In a post about the economy, the Reality-Based Community makes a very important observation:

If George W. Bush’s/John McCain’s views on Social Security of a couple of years ago had been national policy, your retirement could have shared in this meltdown.

The Obama people need to make an ad of old clips of John McCain and George Bush talking about privatized Social Security and then a bunch of clips from the news yesterday. What if McCain had been the decider, then? Where would your retirement be?

It’s not enough to stick them with the things that they’ve already done. We have to stick them on the things that we didn’t let them do, too. That’s the best comment on failure in leadership.

RSS icon Comments

1

When talking about social security privatization, no one seems to mention that railroad employees have a system separate from Social Security and that in 2001, the Railroad Retirement Trust was authorized "to invest the assets of the Railroad Retirement Account in a diversified investment portfolio in the same manner as those of private sector retirement plans. Prior to the Act, investment of Railroad Retirement Account assets was limited to U.S. government securities."

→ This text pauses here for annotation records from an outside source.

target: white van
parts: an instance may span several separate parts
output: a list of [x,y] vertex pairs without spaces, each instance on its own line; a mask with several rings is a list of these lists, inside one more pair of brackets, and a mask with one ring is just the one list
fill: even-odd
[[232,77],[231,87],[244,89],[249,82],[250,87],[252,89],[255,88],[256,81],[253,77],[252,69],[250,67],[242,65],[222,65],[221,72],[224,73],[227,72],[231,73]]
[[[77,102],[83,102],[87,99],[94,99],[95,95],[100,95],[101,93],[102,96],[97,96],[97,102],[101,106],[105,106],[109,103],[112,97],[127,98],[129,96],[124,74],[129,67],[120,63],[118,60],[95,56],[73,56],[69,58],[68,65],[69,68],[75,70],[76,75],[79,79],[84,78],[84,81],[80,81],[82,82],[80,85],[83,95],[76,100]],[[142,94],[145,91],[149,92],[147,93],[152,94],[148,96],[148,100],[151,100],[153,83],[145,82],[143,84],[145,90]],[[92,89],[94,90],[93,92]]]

Quarterly reports are here. The most recent report, from March, shows that assets are down 5.9%. This number would have been much worse except that the value of the "JPMorgan Non-Dollar Bond Index" was up 11%.

Posted by Q*bert H. Humphrey | September 16, 2008 3:37 PM
2

That said, the Trust appears to have done well in past quarters. The report from July 31 seems like it should be up by now, but it's not. I would imagine that one will contain much more red ink.

Posted by Q*bert H. Humphrey | September 16, 2008 3:52 PM
3

Even before this weekend's Wall Street meltdown, I've been thinking, "The Obama campaign's got to pillory McCain for supporting Social Security privatization."

Supporting Soc. Sec. privatization should be an even more shameful mark on a candidate's economic credentials than supporting the Iraq invasion is on one's foreign policy credentials. The only thing that mitigates that "should be" is this: Soc. Sec. privatization is a disaster that might have been.

Anyway there are two things these two schemes--privatization and Iraq--have in common:

  1. The stated rationales had nothing to do with the true motivations.
  2. They may have been hatched by "conservatives," but there was nothing conservative about them--at least in terms of having a wariness about the state's ability to wreak havoc.